Then…there was our wedding night. I’m not sure what I expected, but romance definitely figured in there somewhere. After our large wedding in which we spent lots of time shaking hands and hugging necks and dancing and laughing and toasting and drinking ended with us darting out to jump in the back of the limousine, I pictured being wrapped in intimacy, entering our hotel room – the bridal suite of course – scattered with rose petals and candles glowing, perhaps. I anticipated my new husband drinking of the beauty of the moment, and making me feel like I was his perfection in the way he looked and touched and tasted me. Instead, we came into a regular room (why spend money for one night on anything else?) and had rather perfunctory sex and a brief cuddle that resulted in HUSBAND sleeping quickly. I got up, went to the bathroom and filled the tub…got in…and wept. A story I never told anyone until after I discovered HUSBAND betrayed me time and again.

weddingnighttub

Could that have been an early fracture?

 

Another Kind of Weary

The last three weeks have just done me in.

My head is bursting from the devastation of infidelity. Of betrayal and abandonment.

A phone call, a desperate request from a cheating husband to my cheating husband begging me to reach out to his wife. A series of texts from just-recently-married-Daughter, confused about the abandonment of a husband by the wife of dear friends who she esteemed. A different phone call, asking for support for the daughter of a friend who has discovered betrayal by her spouse.

The swath of pain ripples out from the epicenter of the couple…hurting children and families and friends and co-workers.

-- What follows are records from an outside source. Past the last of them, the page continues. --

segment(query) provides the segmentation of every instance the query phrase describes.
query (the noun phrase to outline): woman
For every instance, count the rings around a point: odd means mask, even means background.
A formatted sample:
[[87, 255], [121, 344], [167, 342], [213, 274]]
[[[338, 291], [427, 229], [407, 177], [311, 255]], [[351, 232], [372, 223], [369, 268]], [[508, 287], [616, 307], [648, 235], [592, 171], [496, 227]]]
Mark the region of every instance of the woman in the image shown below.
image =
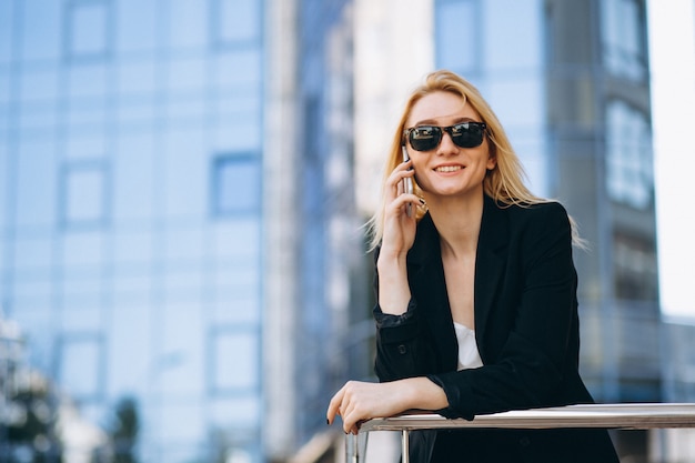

Many of us keep our truths silent and those around us create their own stories about why our marriages end, or we suddenly lose mass amounts of weight, or appear as if we cannot quite connect because we really cannot quite connect.  And in our silence, our betrayer can, and often does, continue to look like the great person we believed him to be and that he sells himself to be to the world at large.

We carry on…we continue to move through our lives and take our children to school and show up for doctor’s appointments and go to the grocery store. We are literally shattered into millions of pieces but somehow kept together by our skin and as we walk around we wonder how other people don’t look at us and scream and run from our bloody wounds. But they don’t. They don’t see. They don’t know. And our pain goes deeper and deeper and deeper inside.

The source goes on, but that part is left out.